Five trillion dollars is a lot of debt, but if it would lead us to invent commercialized nuclear fusion or perfect a drug that would double our healthy life span, then fine. It’s worth it.

But here’s what this bill does in the real world: It cuts taxes mostly for richer people. It cuts Medicaid and food stamps. Republicans are also allowing some Obamacare subsidies to expire. And so the estimate is that between all this, 13 million people will lose health insurance.

It’s also grimly exact. The bill has $1.1 trillion in tax cuts for people who make more than $500,000 a year. And it has $1.1 trillion in cuts to Medicaid and food stamps. It is a straight transfer from people who cannot afford food and medical care to people who can afford to fly first class.

The bill also guts the tax credits that support the wind, solar, electric vehicle and nuclear power industries. China will be thrilled by that.

So when you think about this bill, you should think about risk. This is a bill that increases our risk of a fiscal crisis.
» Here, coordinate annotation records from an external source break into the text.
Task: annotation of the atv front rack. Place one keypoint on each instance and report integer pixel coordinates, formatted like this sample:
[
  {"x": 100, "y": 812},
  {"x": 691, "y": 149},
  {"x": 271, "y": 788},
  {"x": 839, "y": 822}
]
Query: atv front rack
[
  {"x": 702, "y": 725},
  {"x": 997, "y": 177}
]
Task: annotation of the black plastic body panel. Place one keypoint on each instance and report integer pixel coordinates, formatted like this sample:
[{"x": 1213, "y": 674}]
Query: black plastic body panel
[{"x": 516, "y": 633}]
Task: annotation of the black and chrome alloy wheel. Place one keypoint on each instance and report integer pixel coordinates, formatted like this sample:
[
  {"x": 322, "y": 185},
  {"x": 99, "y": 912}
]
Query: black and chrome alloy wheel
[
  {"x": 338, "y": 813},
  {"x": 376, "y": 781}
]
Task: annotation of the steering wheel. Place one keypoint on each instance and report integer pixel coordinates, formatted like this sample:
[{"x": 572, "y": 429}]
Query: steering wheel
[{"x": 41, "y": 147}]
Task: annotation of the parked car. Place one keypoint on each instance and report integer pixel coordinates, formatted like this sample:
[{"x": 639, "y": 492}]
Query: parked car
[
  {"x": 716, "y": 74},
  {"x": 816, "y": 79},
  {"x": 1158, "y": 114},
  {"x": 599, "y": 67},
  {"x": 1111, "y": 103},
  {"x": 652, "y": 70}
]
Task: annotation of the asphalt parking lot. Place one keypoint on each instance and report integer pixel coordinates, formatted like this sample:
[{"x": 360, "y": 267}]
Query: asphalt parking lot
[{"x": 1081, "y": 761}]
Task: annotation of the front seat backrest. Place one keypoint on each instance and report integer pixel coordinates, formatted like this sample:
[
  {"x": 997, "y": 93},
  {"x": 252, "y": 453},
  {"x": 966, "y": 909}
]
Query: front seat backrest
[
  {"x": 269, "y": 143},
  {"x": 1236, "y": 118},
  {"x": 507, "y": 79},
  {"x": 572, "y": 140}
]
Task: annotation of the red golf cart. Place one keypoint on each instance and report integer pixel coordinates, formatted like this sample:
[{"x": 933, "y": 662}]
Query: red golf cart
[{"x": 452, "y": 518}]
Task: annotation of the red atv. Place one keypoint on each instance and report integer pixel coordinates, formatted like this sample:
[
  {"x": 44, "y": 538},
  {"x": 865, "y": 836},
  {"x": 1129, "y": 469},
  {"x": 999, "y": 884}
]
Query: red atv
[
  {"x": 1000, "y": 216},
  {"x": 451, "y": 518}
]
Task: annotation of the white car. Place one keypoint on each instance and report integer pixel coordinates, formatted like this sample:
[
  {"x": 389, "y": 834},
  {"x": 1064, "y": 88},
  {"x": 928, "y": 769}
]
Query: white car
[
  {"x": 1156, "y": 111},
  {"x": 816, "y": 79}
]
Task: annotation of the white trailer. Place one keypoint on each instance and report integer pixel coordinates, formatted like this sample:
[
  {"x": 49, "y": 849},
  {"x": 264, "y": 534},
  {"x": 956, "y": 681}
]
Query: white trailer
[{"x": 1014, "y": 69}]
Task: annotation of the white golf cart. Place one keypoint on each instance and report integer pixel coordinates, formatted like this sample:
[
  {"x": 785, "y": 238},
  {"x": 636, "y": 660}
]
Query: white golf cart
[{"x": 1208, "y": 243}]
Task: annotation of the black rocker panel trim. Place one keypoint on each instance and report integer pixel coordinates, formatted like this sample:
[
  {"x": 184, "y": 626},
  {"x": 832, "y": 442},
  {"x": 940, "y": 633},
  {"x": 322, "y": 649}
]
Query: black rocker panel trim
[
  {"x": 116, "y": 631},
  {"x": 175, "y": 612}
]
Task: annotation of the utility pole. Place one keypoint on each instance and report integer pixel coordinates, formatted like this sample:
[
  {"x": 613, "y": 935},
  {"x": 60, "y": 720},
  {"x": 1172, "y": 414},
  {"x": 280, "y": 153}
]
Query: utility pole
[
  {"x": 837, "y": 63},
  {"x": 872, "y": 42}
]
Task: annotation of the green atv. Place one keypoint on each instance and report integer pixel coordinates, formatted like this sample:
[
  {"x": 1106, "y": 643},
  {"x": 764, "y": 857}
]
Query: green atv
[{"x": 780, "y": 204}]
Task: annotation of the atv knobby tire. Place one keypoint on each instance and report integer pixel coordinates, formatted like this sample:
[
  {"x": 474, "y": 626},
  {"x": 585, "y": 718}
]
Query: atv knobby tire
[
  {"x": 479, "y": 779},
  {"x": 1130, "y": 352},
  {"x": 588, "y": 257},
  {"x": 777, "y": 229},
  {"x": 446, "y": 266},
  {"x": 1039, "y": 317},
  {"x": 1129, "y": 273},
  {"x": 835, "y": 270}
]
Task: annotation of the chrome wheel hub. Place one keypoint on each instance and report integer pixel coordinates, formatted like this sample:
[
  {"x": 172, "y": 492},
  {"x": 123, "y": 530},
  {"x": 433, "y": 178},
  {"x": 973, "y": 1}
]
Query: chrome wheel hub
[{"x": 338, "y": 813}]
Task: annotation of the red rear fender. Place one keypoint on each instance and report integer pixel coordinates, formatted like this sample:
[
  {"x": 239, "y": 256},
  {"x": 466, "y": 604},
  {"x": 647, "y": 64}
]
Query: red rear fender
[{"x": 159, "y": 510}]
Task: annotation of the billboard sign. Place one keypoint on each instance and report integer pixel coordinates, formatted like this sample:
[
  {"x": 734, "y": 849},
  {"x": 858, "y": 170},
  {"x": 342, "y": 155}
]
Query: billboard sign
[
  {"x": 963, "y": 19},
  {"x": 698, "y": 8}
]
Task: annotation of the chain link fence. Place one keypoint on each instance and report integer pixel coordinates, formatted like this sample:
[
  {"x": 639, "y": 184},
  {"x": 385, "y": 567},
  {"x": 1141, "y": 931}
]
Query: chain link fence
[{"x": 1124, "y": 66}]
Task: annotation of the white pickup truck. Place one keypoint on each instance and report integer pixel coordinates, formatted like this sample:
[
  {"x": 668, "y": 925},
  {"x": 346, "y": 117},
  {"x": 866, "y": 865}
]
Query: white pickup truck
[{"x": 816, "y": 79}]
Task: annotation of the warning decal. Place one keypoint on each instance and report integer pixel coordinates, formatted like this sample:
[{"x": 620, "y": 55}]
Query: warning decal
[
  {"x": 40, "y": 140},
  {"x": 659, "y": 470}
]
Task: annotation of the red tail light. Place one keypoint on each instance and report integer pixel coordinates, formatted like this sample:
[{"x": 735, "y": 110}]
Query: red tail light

What if all these other countries we’re alienating and all these investors we’re scaring stop buying our debt — even as we are creating trillions more in debt we need them to buy?

This bill increases the risk any of us face if we can’t afford health care or food for our families. It guts the safety net that millions of us would have relied on for help if Trump’s tariffs were to cause a recession. It pumps tens of billions of dollars into Immigration and Customs Enforcement detention facilities and deportation capacity, so it raises risks faced by immigrants — or anyone else — caught up in the administration’s mass deportation and detention operations.

I’ve been a policy journalist for more than 20 years. I’ve covered more bills than I can count. I cannot remember a more cruel or irresponsible piece of domestic legislation that has been seriously proposed.

And its sins are compounded by its size. If the Republicans’ Big Budget Bomb goes off, we are all in the blast radius.